I'm sure it changes in every region, but what temp range do you like to hunt coyotes in that is cold enough for prime pelts? I'm in S.W. New Mexico, and we haven't hit freezing yet, even at night....should i hold off till freezing weather? Thanks, rsbhunter


----------



## showmeyote (Dec 12, 2010)

Really hasnt been real cold here yet, and the pelts are very good! I really wouldnt know as far as temp


----------



## youngdon (Mar 10, 2010)

I'd think pelts are determined by hours of daylight, like most animal activities.


----------



## Hellbilly_SD (Nov 5, 2011)

youngdon said:


> I'd think pelts are determined by hours of daylight, like most animal activities.


That is what i was taught.

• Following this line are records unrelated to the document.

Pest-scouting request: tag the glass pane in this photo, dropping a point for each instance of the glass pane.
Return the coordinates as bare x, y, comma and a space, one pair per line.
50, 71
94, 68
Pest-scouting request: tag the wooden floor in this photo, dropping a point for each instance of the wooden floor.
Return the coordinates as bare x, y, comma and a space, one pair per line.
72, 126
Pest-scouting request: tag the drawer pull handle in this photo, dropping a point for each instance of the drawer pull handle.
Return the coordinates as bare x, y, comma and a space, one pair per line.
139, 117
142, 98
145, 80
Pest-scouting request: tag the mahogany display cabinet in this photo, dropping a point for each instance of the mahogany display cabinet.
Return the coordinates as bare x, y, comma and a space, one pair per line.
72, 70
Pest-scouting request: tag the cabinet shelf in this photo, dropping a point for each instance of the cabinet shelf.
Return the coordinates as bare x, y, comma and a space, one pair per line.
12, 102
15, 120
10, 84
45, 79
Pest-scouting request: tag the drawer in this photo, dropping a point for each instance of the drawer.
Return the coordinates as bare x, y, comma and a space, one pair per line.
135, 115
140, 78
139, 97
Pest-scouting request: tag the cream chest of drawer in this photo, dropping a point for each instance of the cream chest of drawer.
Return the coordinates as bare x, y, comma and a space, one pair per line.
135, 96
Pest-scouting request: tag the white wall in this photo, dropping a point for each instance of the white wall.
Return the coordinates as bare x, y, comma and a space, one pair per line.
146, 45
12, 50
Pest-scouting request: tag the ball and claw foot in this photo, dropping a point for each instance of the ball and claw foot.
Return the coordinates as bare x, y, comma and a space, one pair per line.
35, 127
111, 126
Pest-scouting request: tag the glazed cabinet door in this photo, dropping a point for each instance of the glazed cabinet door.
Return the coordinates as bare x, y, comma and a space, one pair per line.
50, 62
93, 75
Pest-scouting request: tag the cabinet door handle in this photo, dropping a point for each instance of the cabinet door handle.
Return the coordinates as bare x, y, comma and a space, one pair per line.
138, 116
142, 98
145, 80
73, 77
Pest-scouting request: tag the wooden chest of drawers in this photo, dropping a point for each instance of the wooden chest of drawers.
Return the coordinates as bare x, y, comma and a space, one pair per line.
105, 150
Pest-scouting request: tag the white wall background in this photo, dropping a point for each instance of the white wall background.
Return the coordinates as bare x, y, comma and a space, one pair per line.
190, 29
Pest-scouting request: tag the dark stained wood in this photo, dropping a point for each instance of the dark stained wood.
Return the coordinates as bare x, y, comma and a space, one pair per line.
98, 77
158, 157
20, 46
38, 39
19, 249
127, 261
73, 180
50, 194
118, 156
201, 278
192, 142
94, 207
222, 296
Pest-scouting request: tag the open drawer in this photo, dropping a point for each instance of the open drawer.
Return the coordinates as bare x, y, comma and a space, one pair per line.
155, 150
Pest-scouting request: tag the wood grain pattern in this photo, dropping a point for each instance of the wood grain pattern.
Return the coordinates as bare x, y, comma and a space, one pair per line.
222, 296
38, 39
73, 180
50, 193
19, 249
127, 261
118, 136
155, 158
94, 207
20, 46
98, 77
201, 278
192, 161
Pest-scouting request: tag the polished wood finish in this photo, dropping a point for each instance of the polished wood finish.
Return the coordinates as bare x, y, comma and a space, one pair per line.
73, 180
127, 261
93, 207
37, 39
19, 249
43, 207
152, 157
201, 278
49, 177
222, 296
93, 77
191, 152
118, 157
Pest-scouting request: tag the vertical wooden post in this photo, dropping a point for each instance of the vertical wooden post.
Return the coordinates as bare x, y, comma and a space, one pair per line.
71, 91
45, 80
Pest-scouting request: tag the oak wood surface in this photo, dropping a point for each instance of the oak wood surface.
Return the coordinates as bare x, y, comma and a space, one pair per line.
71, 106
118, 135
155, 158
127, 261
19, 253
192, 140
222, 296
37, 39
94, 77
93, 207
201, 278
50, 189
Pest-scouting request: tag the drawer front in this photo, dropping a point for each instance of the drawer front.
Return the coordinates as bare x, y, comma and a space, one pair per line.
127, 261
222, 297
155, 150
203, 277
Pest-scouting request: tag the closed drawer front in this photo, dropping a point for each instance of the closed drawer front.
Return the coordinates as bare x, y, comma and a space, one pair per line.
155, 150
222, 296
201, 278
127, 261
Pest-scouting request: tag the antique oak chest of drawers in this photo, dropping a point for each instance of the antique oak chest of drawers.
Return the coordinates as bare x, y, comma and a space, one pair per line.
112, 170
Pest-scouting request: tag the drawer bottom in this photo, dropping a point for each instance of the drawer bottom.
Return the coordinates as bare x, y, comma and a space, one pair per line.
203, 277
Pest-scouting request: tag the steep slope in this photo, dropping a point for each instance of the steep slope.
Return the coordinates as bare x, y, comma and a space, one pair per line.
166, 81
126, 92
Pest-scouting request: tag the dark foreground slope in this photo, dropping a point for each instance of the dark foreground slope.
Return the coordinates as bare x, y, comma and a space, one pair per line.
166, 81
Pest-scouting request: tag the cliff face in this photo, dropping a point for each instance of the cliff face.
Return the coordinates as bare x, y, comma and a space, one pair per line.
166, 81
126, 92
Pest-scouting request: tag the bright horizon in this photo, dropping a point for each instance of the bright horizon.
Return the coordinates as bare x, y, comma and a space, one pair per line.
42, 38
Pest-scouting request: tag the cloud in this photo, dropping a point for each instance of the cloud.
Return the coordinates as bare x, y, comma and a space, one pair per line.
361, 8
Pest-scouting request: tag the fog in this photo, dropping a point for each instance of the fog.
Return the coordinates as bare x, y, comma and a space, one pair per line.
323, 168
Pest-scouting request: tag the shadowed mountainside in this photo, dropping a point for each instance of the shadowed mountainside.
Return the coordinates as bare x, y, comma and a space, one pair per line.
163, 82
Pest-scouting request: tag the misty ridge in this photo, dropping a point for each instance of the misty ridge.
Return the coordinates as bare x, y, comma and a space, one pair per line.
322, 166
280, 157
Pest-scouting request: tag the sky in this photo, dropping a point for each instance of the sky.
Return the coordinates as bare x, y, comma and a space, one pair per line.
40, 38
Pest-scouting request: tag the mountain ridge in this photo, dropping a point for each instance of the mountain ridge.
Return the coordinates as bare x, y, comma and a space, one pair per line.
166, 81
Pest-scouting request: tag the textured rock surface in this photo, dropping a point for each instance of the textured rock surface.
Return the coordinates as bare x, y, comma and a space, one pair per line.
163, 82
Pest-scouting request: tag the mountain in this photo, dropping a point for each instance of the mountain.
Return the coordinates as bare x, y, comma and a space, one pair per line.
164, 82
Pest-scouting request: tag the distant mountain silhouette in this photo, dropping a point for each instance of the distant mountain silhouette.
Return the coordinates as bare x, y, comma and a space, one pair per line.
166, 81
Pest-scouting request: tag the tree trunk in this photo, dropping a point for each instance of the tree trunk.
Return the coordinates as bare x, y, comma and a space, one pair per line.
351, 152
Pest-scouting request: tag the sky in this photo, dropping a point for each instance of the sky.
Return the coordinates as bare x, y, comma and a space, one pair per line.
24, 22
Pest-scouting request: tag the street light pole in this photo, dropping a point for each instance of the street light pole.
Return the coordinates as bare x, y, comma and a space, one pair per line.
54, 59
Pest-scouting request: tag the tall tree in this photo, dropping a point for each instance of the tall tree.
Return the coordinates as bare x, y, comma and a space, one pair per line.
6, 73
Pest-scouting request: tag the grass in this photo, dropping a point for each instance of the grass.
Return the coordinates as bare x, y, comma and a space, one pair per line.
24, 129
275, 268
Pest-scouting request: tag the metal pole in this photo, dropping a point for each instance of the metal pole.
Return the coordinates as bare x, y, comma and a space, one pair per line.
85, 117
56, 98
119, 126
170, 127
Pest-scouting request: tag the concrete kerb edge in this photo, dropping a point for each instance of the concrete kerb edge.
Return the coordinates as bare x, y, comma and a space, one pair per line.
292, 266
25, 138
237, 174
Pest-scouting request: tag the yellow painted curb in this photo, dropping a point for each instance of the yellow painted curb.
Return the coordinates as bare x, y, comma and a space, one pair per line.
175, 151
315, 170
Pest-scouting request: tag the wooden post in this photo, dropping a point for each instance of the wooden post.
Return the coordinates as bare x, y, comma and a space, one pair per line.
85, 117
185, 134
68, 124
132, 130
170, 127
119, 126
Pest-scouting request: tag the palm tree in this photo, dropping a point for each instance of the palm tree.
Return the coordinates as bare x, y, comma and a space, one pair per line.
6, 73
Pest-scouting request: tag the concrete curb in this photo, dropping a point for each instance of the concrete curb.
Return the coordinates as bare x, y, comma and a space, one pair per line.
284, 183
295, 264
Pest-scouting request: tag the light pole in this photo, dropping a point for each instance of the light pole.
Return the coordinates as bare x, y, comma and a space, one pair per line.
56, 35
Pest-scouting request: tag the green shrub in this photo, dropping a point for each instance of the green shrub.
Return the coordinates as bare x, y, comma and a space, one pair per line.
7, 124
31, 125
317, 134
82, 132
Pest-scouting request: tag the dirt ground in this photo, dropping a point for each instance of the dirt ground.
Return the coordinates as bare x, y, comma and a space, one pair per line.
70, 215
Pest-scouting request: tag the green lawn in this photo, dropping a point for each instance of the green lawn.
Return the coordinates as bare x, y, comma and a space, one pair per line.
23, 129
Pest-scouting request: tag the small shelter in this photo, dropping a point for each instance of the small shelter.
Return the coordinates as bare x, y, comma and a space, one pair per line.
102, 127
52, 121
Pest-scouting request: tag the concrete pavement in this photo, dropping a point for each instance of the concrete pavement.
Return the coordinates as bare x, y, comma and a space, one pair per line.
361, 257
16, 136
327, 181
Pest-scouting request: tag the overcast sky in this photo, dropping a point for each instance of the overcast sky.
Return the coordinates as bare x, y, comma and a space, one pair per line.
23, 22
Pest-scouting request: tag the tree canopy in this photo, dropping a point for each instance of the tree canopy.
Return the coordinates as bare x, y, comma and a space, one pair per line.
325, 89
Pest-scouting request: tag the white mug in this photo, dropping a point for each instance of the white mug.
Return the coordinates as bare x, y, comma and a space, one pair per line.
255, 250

We usually get good prime pelts around Nov 1 around here.


----------



## El Gato Loco (Jan 15, 2010)

youngdon said:


> I'd think pelts are determined by hours of daylight, like most animal activities.


Agreed... at least that's how I understand it all to work.


----------



## jkpipe (Feb 11, 2011)

Sounds silly maybe but I watch my old Tom cats coat. When he gets big and fluffy the coyote are good to go! Just my 2 cents.


----------



## knapper (Feb 5, 2010)

Up here survival of the pups is important that the temps. don't get too cold too early. Not sure how it was this year.


----------



## frozenbutt (Nov 27, 2011)

youngdon said:


> I'd think pelts are determined by hours of daylight, like most animal activities.


Yup that, most animals should be primed out by now. Same goes with the deer rut is by hours of daylight, not temps. Can't remember what they call this. It's called circadian rhythm or something like that. Dang now I got to see if I can find what it's called.


----------



## youngdon (Mar 10, 2010)

Yeah that's it FB.


----------



## HowlinRed (Feb 3, 2011)

I love the stuff we talk about on this site. I learn so much.


----------